The process of art making has a tendency of dramatically changing the original intent of the very idea that began the process itself.  At least I've found it so in my own practice.

So now I decide that if I am to accomplish a painted self portrait on this mirror I am standing in front of with crossed eyes, I shall have to close one eye and paint one side of my face and then close the other and paint the other side of my face.  Those of you with a little more understanding of human optics will know what this process produced, although I did not anticipate it at the time.  Two overlapping binary images of myself now stood starring back at me like two conjoined twins.

As I stand there pondering this development I realize that what is more interesting than the painting itself is my effort to find my image reflected back to me behind and in sync with the painted images on the mirror.  It's a "right-on-the-tip-of-my-tongue" moment.  For a second it seems as if all three images of myself will coalesce into one and unify and then it is lost again.

I stand for some time engaged in this pursuit, again amazed that that original idea had gotten me here, not unaware of the psychological implications of trying unify oneself, and I conclude that this now is the most interesting aspect of the work.  But how to show it?  Only I can stand in front of these painted images of myself and have this experience.  I imagine that I could paint the portraits again, on transparency, and then hang the transparency in front of me thereby setting up the same circumstances I found so interesting in looking into the mirror myself.

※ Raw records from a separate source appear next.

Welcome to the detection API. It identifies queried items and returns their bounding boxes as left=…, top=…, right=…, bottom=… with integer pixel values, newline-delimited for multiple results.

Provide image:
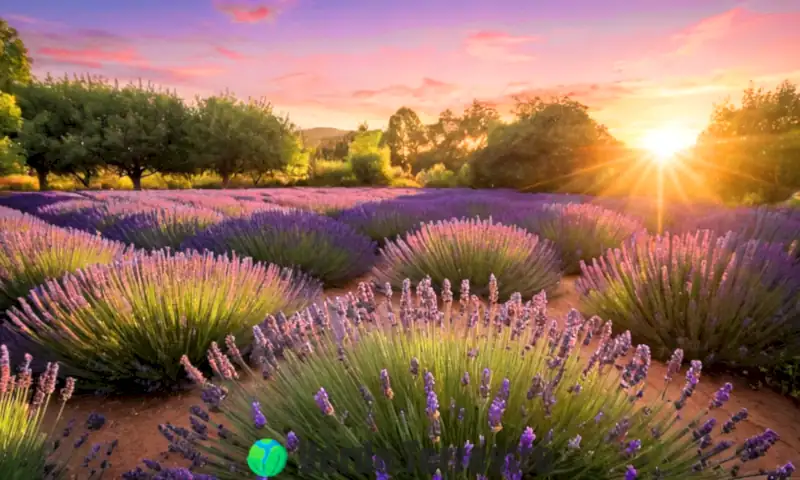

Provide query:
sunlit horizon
left=0, top=0, right=800, bottom=145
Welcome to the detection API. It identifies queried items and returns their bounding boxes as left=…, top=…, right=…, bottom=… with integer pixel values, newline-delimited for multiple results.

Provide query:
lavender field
left=0, top=188, right=800, bottom=480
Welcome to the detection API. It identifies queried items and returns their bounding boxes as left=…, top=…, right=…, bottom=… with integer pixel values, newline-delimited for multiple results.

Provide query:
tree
left=0, top=18, right=31, bottom=92
left=696, top=81, right=800, bottom=202
left=245, top=115, right=308, bottom=186
left=10, top=76, right=84, bottom=190
left=347, top=129, right=392, bottom=185
left=383, top=107, right=428, bottom=171
left=0, top=92, right=22, bottom=175
left=461, top=100, right=500, bottom=151
left=470, top=97, right=619, bottom=193
left=191, top=94, right=297, bottom=187
left=55, top=77, right=115, bottom=188
left=100, top=84, right=197, bottom=190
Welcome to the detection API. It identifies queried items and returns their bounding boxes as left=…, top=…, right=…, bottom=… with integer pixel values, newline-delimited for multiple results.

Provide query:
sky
left=0, top=0, right=800, bottom=144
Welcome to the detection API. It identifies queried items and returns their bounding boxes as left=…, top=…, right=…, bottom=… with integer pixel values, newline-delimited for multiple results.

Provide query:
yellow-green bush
left=0, top=175, right=39, bottom=192
left=417, top=163, right=458, bottom=188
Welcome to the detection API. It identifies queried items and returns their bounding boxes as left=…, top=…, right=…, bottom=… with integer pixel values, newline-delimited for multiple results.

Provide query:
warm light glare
left=641, top=128, right=697, bottom=162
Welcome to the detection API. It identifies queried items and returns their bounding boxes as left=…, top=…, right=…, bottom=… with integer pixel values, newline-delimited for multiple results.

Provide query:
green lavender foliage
left=576, top=230, right=800, bottom=366
left=7, top=251, right=320, bottom=391
left=0, top=222, right=130, bottom=310
left=172, top=280, right=792, bottom=480
left=373, top=219, right=561, bottom=299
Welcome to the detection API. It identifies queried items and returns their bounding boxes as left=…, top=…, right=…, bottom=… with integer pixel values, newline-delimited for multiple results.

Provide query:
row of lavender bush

I had not planned on going out this afternoon, but I did not have any transparency.  Transparency had nothing to do with the original idea.  It was all about a mirror.  I had been looking for mirrors for weeks and thought I had finally found the right one.  Again, the idea has a funny way of getting what it wants, when you let it, and it will take you to places you had not expected to go.  So for art's sake I'm out the door to get some transparency.

I return, tape the transparency on top of the mirror and again paint another binary self portrait.  Finished I hang the transparency from the ceiling so that it floats in front of my face at approximately the same distance that my face floated in front of the mirror.   Setting up the camera and tripod in front of my seated self and the floating binary portrait I began to photograph the situation, again thinking this the end of my means.

As I'm trying to position myself to get that just right photo, I realize that I can not only move my physical body but my literal breath can move the floating transparency in front of me to a more desired position.  Now this becomes really interesting.  Two transparent, floating and overlapping binary images of myself being pushed and pulled into greater alignment or misalignment with myself by my very breath.  Obviously I must capture this process now with video.

When painting becomes photography becomes video.